2. Clinical presentations in patients with Kawasaki disease
Among the 225 patients with cKD, 71 patients (31.6%) met the five diagnostic clinical criteria of KD, and the remaining 154 patients (68.4%) met only four criteria. Of the total sample, 221 (98.2%) had bilateral bulbar conjunctival injections, 215 (95.6%) had changes in the oral mucosa, 208 (92.4%) had polymorphous rashes, 164 (72.8%) had changes in the peripheral extremities, and 163 (72.4%) had cervical adenopathy with enlarged lymph nodes greater than 1.5 cm in diameter. Among the 110 patients with iKD, 73 (66.3%) met 3 criteria, 29 (26.4%) met 2 criteria, and the remaining 8 (7.3%) met only one criteria of KD. Ninety (81.8%) had bilateral bulbar conjunctival injections, 78 (70.9%) had changes in the oral mucosa, 55 (50.0%) had polymorphous rashes, 24 (21.8%) had changes in the peripheral extremities, and 38 (34.5%) had cervical adenopathy. All clinical criteria for diagnosing KD were significantly more prevalent in patients with cKD than in those with iKD (p<0.001).
3. Laboratory findings at the time of diagnosis and changes over time
Laboratory findings of the cKD, iKD, and febrile illness control groups at D0 are shown in Fig. 1 and Table 1. At the time of diagnosis, WBC count, percentage of eosinophils, CRP, and ESR levels in cKD and iKD patients were significantly higher than those in the controls. Serum albumin, ALT, LDH, CK, and NT-proBNP levels in cKD and iKD patients were significantly lower than the controls. The percentage of neutrophils in patients with cKD was significantly higher than in patients with iKD (p<0.001) and febrile illness controls (p=0.003). ALT levels in patients with cKD were also significantly higher than patients with iKD (p=0.018).
FIG. 1
Dot plots of white blood cells (A), C-reactive protein level (B), erythrocyte sedimentation rate (C), alanine aminotransferase (D), platelet count (E), mean platelet volume (F), platelet distribution width (G), and plateletcrit (H) in patients with febrile illness (control), complete Kawasaki disease (KD), and incomplete KD at diagnosis. *p<0.05, †p<0.01, NS: not significant.

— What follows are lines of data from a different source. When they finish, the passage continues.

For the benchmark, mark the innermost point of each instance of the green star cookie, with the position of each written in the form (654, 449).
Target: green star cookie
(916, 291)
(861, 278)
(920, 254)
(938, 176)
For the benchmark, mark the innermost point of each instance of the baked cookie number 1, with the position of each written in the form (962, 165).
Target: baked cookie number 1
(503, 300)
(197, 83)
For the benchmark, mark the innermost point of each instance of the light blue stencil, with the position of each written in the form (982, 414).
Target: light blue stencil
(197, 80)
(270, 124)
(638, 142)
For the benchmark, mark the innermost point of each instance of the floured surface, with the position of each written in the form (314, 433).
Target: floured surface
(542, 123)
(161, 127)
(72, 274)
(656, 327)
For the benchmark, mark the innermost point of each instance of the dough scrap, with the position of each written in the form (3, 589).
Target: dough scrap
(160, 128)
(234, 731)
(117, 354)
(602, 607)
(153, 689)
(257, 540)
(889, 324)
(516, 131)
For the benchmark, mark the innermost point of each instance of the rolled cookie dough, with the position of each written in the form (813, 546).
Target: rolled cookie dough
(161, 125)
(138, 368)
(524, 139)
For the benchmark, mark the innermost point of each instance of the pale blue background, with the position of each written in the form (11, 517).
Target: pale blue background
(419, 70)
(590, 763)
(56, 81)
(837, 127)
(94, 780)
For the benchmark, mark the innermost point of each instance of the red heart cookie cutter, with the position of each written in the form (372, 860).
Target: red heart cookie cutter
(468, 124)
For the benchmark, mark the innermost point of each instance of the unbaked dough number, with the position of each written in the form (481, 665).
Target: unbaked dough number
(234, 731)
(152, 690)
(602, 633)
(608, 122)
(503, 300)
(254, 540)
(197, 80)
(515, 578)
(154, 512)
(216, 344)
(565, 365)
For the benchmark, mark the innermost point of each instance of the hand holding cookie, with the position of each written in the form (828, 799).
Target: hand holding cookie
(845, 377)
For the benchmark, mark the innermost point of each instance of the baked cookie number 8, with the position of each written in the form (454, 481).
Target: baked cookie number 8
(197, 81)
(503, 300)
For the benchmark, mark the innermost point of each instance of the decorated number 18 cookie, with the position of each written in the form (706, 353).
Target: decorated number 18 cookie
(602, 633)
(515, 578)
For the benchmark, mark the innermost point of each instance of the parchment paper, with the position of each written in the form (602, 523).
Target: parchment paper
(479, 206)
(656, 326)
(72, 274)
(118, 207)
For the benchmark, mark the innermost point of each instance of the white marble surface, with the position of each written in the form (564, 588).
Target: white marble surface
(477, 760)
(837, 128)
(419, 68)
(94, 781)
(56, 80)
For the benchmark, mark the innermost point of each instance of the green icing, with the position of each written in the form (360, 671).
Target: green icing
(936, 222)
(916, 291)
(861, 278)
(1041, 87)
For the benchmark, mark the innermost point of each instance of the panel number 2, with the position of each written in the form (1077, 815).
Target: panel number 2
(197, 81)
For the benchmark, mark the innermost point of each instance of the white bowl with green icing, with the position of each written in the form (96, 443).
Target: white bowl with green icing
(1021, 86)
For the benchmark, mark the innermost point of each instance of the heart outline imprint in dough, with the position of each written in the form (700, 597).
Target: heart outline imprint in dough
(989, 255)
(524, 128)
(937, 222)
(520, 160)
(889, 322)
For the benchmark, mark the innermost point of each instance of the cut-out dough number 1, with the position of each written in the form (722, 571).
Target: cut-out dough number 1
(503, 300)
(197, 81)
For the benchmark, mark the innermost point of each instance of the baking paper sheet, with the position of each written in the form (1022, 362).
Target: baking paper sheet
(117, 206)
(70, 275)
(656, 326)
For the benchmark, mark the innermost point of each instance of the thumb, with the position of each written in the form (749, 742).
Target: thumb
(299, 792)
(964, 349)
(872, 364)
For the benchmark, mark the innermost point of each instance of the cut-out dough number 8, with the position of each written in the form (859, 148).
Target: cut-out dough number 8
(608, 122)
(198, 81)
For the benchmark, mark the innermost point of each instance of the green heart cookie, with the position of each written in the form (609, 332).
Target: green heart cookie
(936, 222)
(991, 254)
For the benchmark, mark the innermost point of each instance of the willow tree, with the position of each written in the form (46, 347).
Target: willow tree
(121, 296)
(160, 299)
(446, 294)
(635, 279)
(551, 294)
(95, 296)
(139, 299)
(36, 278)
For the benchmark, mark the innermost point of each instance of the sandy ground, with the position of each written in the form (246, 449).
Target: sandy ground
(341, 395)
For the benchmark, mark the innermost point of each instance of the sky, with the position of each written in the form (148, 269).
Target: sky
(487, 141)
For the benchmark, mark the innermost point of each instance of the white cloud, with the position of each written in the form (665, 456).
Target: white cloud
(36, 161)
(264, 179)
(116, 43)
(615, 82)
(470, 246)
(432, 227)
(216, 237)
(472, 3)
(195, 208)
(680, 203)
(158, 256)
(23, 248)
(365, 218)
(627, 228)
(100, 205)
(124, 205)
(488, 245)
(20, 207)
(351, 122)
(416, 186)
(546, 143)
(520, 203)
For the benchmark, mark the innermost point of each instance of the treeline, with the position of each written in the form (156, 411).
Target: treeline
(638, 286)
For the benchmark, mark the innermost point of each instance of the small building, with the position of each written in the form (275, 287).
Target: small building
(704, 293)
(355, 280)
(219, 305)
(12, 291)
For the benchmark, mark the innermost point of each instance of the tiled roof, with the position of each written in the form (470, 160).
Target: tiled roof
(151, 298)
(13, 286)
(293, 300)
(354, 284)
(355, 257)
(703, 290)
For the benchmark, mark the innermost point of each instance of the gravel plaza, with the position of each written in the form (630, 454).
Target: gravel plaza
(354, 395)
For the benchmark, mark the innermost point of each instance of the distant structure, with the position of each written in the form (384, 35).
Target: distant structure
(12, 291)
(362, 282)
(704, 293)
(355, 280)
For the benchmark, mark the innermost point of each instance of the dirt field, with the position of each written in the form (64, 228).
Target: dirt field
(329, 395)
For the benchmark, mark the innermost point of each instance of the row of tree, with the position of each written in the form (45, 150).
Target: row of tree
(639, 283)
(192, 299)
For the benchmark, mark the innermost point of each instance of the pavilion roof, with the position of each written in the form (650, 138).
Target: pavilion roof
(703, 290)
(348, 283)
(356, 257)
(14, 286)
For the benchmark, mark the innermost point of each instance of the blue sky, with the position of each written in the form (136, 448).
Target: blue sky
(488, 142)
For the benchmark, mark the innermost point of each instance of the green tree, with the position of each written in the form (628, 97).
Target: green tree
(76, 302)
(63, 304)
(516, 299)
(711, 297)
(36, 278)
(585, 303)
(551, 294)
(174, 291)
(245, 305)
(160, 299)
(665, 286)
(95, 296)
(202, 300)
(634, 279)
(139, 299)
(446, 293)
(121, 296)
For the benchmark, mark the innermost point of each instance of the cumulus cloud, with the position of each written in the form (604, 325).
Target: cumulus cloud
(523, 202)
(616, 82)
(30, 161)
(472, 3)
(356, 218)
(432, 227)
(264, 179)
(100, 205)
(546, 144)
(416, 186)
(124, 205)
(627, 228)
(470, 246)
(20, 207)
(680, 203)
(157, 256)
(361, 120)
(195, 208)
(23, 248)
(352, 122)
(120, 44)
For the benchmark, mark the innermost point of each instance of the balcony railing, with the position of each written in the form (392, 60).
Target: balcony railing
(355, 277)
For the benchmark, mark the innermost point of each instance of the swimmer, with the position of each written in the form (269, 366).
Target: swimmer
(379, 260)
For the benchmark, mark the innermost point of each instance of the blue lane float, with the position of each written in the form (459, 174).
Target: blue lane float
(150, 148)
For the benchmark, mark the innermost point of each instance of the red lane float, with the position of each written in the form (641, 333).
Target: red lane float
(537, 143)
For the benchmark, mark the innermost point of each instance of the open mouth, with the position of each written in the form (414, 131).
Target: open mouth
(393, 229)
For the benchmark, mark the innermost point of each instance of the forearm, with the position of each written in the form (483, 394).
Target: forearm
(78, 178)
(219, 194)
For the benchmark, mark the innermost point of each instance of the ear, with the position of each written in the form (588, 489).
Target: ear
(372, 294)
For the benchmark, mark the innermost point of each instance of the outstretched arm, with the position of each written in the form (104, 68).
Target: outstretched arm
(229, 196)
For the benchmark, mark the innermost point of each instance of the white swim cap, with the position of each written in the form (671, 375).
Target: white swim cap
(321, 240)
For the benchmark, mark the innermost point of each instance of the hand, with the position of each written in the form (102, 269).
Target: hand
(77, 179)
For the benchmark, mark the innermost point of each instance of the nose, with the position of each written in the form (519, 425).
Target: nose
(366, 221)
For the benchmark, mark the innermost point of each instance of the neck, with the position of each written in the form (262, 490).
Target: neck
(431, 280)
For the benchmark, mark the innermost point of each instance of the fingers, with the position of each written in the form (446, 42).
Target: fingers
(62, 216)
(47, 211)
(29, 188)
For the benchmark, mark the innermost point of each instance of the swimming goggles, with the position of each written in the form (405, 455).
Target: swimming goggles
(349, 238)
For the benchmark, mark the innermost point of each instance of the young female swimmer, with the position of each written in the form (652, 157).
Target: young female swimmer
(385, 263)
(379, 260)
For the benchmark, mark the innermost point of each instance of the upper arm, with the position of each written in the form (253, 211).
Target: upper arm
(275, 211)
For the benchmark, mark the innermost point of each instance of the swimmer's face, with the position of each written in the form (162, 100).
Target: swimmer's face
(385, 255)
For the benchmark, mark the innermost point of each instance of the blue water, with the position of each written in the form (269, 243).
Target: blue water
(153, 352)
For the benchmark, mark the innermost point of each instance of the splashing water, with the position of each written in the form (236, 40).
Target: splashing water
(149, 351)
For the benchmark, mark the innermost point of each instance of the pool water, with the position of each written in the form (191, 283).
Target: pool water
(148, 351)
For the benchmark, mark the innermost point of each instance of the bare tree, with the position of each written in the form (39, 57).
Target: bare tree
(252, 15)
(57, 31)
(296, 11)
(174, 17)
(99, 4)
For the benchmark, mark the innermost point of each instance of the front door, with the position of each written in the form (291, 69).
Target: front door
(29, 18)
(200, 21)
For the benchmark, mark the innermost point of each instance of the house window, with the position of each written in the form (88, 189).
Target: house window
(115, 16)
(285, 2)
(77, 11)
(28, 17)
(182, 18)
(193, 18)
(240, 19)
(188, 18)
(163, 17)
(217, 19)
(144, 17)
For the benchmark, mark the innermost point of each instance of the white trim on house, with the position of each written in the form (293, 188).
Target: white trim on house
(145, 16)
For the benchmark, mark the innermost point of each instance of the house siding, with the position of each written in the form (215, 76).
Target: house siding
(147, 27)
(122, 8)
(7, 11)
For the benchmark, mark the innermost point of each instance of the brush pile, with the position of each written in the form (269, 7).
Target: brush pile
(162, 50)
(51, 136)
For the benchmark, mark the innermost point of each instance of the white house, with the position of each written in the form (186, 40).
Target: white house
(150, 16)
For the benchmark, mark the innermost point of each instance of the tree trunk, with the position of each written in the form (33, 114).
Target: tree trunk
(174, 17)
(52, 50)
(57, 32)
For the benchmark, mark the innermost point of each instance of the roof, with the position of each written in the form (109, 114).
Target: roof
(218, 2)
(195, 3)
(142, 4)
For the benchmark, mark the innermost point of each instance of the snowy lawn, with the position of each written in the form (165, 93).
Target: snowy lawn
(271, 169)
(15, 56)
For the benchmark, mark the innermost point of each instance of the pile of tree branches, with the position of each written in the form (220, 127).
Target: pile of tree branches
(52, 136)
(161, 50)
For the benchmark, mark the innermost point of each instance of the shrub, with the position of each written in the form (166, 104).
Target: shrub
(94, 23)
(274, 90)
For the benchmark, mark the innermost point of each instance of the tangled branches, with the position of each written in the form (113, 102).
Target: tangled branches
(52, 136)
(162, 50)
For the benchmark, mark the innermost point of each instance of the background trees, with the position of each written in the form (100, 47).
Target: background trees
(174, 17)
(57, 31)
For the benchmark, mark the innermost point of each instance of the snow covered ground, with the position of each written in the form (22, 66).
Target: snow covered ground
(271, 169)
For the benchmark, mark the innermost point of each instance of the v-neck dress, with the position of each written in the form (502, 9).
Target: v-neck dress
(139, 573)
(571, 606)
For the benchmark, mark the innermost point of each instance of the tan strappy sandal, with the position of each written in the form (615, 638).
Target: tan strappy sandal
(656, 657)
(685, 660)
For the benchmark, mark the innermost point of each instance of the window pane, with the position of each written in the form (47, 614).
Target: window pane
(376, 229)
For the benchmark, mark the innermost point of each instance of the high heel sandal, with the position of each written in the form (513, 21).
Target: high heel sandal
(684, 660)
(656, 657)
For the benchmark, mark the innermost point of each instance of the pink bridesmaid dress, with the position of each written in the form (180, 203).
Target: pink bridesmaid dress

4. Laboratory changes in cKD and iKD after IVIG treatment
As shown in Table 2, WBC counts in both the cKD and iKD group on D2 and D14 were lower than in the control group. The WBC counts in both cKD and iKD group at D2, D14, and D56 were also lower than those at D0. The ESR in both the cKD and iKD groups at D0 and D2 was higher than that in the control group. The increased ESR on D0 and D2 gradually decreased on D14 and D56. In both the cKD and iKD groups, the increased CRP on D0 gradually decreased on D2, D14, and D56.
TABLE 2
Laboratory findings of patients with complete and incomplete Kawasaki disease (KD) on day of diagnosis and 2, 14, and 56 days after intravenous immunoglobulin treatment and simple febrile illness (Control) at diagnosis
KD: Kawasaki disease. Data are shown as mean±SD. *p<0.05, †p<0.01 vs. complete KD, ‡p<0.01 vs. incomplete KD.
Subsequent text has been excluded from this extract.